Director: Joe Wright
Darkest hour focuses on the period starting in 1940, when Neville Chamberlain (Ronald Pickup) is forced to step aside as British Prime Minister and Winston Churchill (Gary Oldman) is the only choice to step up to the role after a close rival Viscount Halifax (Stephen Dillane) declines the offer. Facing the imminent threat of invasion from Hitler’s forces marching across Western Europe, Churchill has to navigate a course to survival against a King who has little faith in him and plotting within his own party after making some unpopular policies and decisions.
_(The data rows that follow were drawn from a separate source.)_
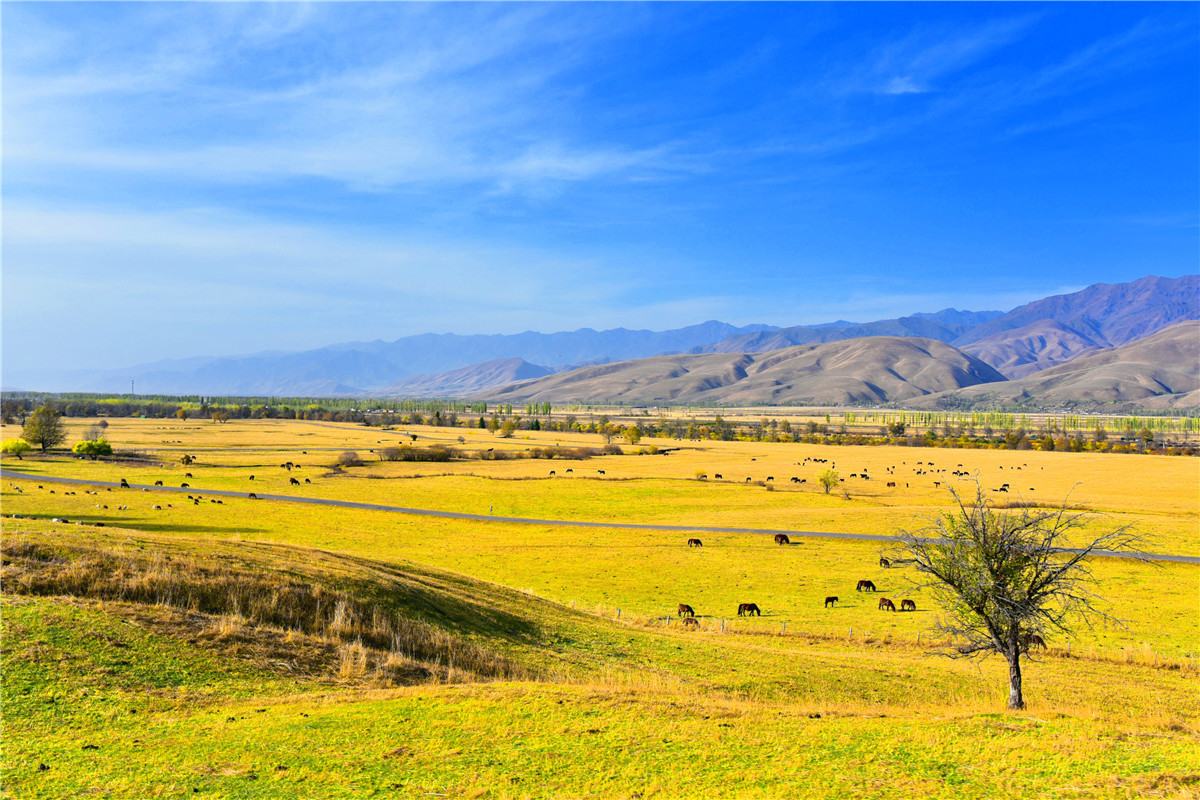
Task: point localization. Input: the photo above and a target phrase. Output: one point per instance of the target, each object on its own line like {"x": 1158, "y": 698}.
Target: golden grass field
{"x": 517, "y": 677}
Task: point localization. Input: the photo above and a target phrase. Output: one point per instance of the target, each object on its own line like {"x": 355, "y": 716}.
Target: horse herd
{"x": 751, "y": 609}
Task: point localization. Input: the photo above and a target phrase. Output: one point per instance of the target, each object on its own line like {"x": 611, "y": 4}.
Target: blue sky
{"x": 185, "y": 179}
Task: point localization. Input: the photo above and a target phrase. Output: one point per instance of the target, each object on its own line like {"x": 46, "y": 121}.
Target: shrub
{"x": 407, "y": 452}
{"x": 93, "y": 449}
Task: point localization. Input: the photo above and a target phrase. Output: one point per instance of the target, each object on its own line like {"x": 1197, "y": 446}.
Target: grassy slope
{"x": 1152, "y": 492}
{"x": 645, "y": 573}
{"x": 706, "y": 714}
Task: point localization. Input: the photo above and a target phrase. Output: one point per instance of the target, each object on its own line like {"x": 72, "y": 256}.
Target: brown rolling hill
{"x": 469, "y": 379}
{"x": 853, "y": 372}
{"x": 1155, "y": 373}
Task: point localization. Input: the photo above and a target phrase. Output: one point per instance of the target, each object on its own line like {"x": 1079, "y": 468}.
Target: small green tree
{"x": 17, "y": 447}
{"x": 45, "y": 428}
{"x": 93, "y": 449}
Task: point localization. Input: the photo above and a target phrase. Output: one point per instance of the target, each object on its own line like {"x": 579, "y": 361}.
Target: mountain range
{"x": 897, "y": 360}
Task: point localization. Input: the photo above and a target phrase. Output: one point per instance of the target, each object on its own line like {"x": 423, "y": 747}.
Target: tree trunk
{"x": 1015, "y": 696}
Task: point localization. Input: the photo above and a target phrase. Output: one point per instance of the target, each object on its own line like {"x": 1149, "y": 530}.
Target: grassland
{"x": 199, "y": 649}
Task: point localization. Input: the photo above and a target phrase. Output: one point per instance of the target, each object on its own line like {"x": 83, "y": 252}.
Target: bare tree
{"x": 1007, "y": 581}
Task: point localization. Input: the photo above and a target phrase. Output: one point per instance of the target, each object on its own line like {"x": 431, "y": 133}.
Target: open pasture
{"x": 1157, "y": 494}
{"x": 539, "y": 660}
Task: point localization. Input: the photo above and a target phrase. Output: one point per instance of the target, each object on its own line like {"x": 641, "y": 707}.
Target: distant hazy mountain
{"x": 864, "y": 371}
{"x": 468, "y": 380}
{"x": 371, "y": 367}
{"x": 945, "y": 325}
{"x": 1054, "y": 330}
{"x": 1158, "y": 372}
{"x": 1018, "y": 343}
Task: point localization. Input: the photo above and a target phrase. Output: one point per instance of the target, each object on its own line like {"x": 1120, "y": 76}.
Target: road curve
{"x": 534, "y": 521}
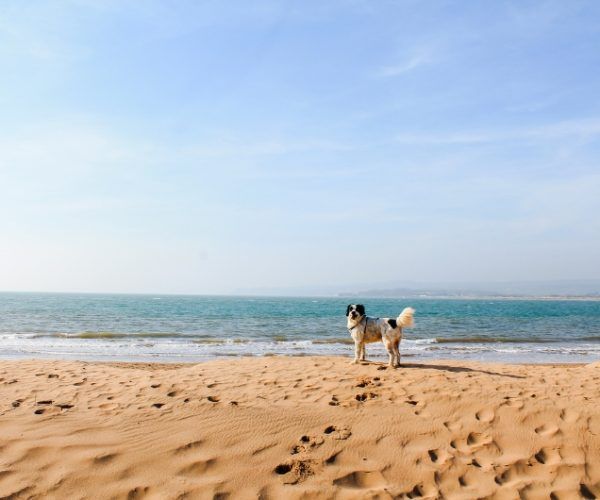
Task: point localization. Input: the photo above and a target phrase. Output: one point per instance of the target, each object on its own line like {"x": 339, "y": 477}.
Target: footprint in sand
{"x": 340, "y": 433}
{"x": 569, "y": 416}
{"x": 453, "y": 426}
{"x": 192, "y": 445}
{"x": 365, "y": 396}
{"x": 361, "y": 480}
{"x": 307, "y": 443}
{"x": 485, "y": 415}
{"x": 198, "y": 467}
{"x": 547, "y": 429}
{"x": 295, "y": 471}
{"x": 548, "y": 456}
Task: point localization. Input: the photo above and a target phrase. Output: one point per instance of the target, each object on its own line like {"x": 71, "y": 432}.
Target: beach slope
{"x": 298, "y": 427}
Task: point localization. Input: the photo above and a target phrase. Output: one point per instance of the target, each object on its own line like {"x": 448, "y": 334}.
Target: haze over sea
{"x": 196, "y": 328}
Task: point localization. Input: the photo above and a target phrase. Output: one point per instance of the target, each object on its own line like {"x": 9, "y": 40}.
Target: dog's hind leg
{"x": 357, "y": 350}
{"x": 396, "y": 348}
{"x": 390, "y": 349}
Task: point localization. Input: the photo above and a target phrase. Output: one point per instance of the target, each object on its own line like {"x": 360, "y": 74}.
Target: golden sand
{"x": 302, "y": 427}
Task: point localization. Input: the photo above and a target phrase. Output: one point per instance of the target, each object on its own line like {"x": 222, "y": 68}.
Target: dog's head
{"x": 355, "y": 311}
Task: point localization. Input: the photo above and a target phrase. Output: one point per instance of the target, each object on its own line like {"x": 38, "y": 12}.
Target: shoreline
{"x": 291, "y": 427}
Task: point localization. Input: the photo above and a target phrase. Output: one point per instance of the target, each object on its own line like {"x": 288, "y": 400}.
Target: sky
{"x": 218, "y": 146}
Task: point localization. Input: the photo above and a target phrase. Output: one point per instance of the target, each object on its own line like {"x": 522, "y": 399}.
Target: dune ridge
{"x": 298, "y": 427}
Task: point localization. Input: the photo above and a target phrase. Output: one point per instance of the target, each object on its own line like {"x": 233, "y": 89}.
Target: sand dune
{"x": 298, "y": 428}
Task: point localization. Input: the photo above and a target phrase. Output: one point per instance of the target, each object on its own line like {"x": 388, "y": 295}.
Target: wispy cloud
{"x": 586, "y": 129}
{"x": 420, "y": 57}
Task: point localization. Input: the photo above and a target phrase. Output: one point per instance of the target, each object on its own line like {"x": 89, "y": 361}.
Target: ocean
{"x": 173, "y": 328}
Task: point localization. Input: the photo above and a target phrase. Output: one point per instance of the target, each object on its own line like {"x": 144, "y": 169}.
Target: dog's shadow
{"x": 448, "y": 368}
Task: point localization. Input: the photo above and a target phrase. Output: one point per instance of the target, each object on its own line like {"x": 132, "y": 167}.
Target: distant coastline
{"x": 586, "y": 298}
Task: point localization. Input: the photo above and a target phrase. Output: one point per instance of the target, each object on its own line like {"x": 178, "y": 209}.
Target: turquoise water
{"x": 192, "y": 328}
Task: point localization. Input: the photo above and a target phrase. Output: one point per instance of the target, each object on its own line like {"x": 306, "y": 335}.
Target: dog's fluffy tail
{"x": 405, "y": 319}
Of course, all the talk is of Gary Oldman and a role most would probably never have imagined him playing. He’s a good guy for a start, often Oldman has been cast as the sinister bad guy but here he gets to play the other side and he revels in the role. At first you see the very grumpy and stern man but as the film progresses you see a more human side to the man when his relationship with his wife and secretary are explored a little more closely. This is where Kristin Scott Thomas and Lily James come in, respectively. They provide an excellent foil to Oldman’s portrayal as Churchill. Thomas shows a stunning loyalty as his long-suffering wife and although I’m not sure about James overall, her journey from being intimidated by her new superior to trusted confidant is interesting to follow. Gary Oldman’s performance is rightly winning him the accolades coming his way but it’s worth noting he has an excellent support network around him. As well as the main cast there’s fantastic support from the likes of Stephen Dillane, Ben Mendelsohn as King George and Joe Armstrong.
Darkest Hour is an excellent film. Anyone expecting this to be about how the war leading to victory then you might be disappointed. That said, these events do pave the way for how victory was actually achieved. The events in this film are told in great detail about how Churchill managed to win round a doubting King and silence his critics, if this hadn’t happened then there would have been no victory. I can’t comment as to how accurate these events are as history was never my strong point but in terms of story telling based on fact this is an excellent example of how to do it correctly. Having already illustrated how well a finely chosen cast make the film well-played is matched evenly by some very straight forward direction from Joe Wright. I really got the feeling that he just allowed the film to flow to the pace of the cast, therefore allowing them to dictate (pardon the pun) how well the film came across. Given the title, it was in some parts much lighter than I expected with some very amusing little quips and moments that showed a British spirit that, these days, is sadly lacking. As historical dramas go, and the focus more on the politics than the war itself, Darkest Hour is a fine film.